Das Amtsgericht Zittau verhandelte gegen einen Beiersdorfer wegen eines bedrohlichen Kommentars im Internet. © dpa/David-Wolfgang Ebener

Soziale Medien im Internet sind auch immer wieder ein Sammelbecken von Hass, Beleidigungen oder Drohungen. Die meisten dieser boshaften Kommentare fallen einfach bloß unter die Kategorie "nicht nett". Aber manchmal wird es auch wirklich bedrohlich. Und dennoch wähnt sich mancher an seiner Tastatur anonym und im rechtsfreien Raum. Dass dem nicht so ist, musste jetzt ein 54-Jähriger aus Beiersdorf am Amtsgericht Zittau erfahren - denn in seinem Internet-Kommentar ging es um Mord.

Nein, der Angeklagte und die Polizei werden in diesem Leben wahrscheinlich keine Freunde mehr. Der Mann ist Mitglied der Facebook-Gruppe "Stiller Protest B96". Die über 3.000 Mitglieder dieser Gruppe protestierten nicht nur allwöchentlich entlang der B96 gegen die Politik, sondern tauschen sich auch digital aus. In August 2021 erschien auf dieser Facebook-Seite ein Beitrag über einen Einsatz der Berliner Bereitschaftspolizei bei einer Protest-Demo gegen Corona-Maßnahmen. Und in einem Kommentar zu diesem Beitrag ließ der Mann seinem Hass auf die Polizei freien Lauf.

"Nur ein toter Polizist ist ein guter Polizist"

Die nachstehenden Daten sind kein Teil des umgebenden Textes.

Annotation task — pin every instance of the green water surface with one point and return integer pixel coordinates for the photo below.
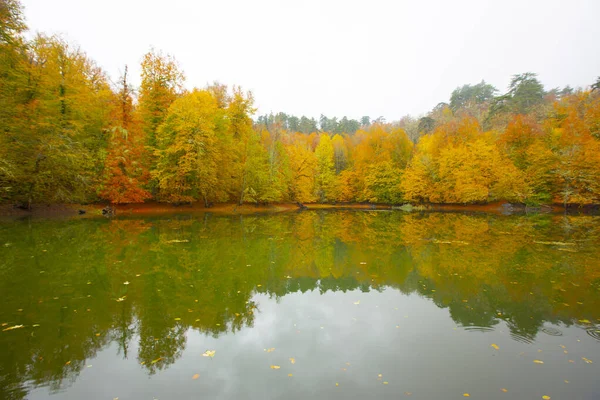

"Das ist unglaublich. Wir werden zurückschlagen. Scheiß auf die Strafe. Nur ein toter Polizist ist ein guter Polizist", kommentierte der Mann wütend - das Ganze garniert mit zahlreichen Ausrufezeichen. Die Polizei ermittelte den Beiersdorfer als Urheber des Kommentars. Und die Staatsanwaltschaft erwirkte daher im Mai 2022 einen Strafbefehl wegen der "Störung des öffentlichen Friedens durch Androhen von Straftaten" - in diesem Fall Mord oder Totschlag. Weil der Mann dem Strafbefehl widersprach, landete die Sache nun vor Gericht.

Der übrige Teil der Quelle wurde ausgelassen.